409 reviews28 followers
May 16, 2021
Was America founded as a Christian nation? From the elite viewpoint (that of the Founding Fathers), it wasn't really--in creating the Constitution, the Founders were more influenced by political philosophy and history than by Christianity. Religiously, the Founders were also, generally speaking, more inclined towards Deism than either traditional or Evangelical Christianity. For political discourse, however, and for the population at large, Christianity was a primary influence. In Donald S. Lutz's study of the political literature of 1760-1805, he found that the Bible was *the* most cited book (followed by Montesquieu's Spirit of the Laws), counting for a third of citations. And over 80% of the politically relevant pamphlets published in the 1770s and 1780s were either reprinted sermons or essays written by ministers. The story of America's founding cannot therefore be fully told without including the significant influence of Christianity.

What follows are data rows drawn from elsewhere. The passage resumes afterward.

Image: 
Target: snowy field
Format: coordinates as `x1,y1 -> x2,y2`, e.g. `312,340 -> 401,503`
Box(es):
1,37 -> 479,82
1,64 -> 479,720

The compilation of political sermons in this two-volume work gives a representative sample of these sermons as well as a few essays written by ministers. In this review, I will note some of the sermons and themes I found most interesting for the first volume - with a separate review written for the sermons and themes of volume two.

I found Elisha William's sermon "The Essential Rights and Liberties of Protestants" noteworthy for representing the minister's preaching of Lockean thought on government and the rights of man - a key theme repeated either briefly or at further length in many other sermons. The key themes of the state of nature, the rights of property, government as a contract to defend the rights of the people, are explained in what almost constitutes direct quotations from Locke. The sermon then goes on to explain another key theme of the time - the separation of church and state. As repeated throughout these sermons, the combination of temporal and spiritual power in Christian history was viewed as a corruption of both, and Christianity and the rights of conscience are better protected when church and state are separated.

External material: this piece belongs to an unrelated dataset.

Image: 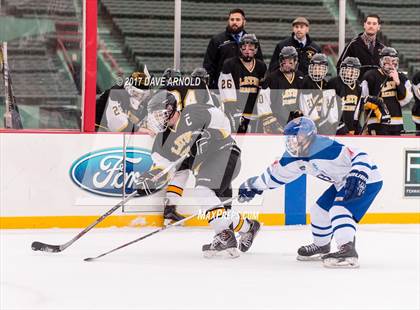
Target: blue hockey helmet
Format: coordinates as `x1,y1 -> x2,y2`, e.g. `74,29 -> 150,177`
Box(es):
284,116 -> 317,157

The sermons of the 176os and 1770s I find particularly interesting as they represent the religious response to the events of the American Revolution - as well as representing the role of the minister in encouraging and promoting the revolution itself. (I actually wish there had been more of a focused selection on the sermons of the 1770s here). It's interesting to see the progression from sermons reverencing the King to sermons speaking against Parliament but not the King to sermons speaking against both Parliament and the King. In one sermon, the minister goes so far in professing the loyalty of America to Great Britain as to say that "There never was an American Jacobite, the very air of America is death to such monsters, never any grew there, and if any are transported, or import themselves, loss of speech always attends them" (p. 296).

The protestations against British tyranny don't always read well considering the tyranny the Americans themselves held over African Americans. The heavy rhetoric of liberty against tyranny over some relatively minor tax increases ring sometimes hollow when coming from people who themselves held actual slaves. Jonathan Mayhew's comment in a sermon responding to the repeal of the Stamp Act was particularly irksome: that with this repeal, "even our slaves rejoice, as tho' they had received their manumission" (p. 251).

A couple of other sermons/pamphlets that stood out to me: Samuel Sherwood's "The Church's Flight into the Wilderness," which explains how the American Revolution fulfills Revelation chapter 12, and the 1782 "A Dialogue Between the Devil, and George III, Tyrant of Britain" (Anonymous, and not actually a sermon), a fun and satirical read. It was also interesting to read John Wesley's "A Calm Address to Our American Colonies," which defended the British Government's policies vis-à-vis America. As Sandoz notes, the reason Methodism in America was not more adversely affected by this pamphlet is likely because the copies that arrived were destroyed by American Methodists themselves.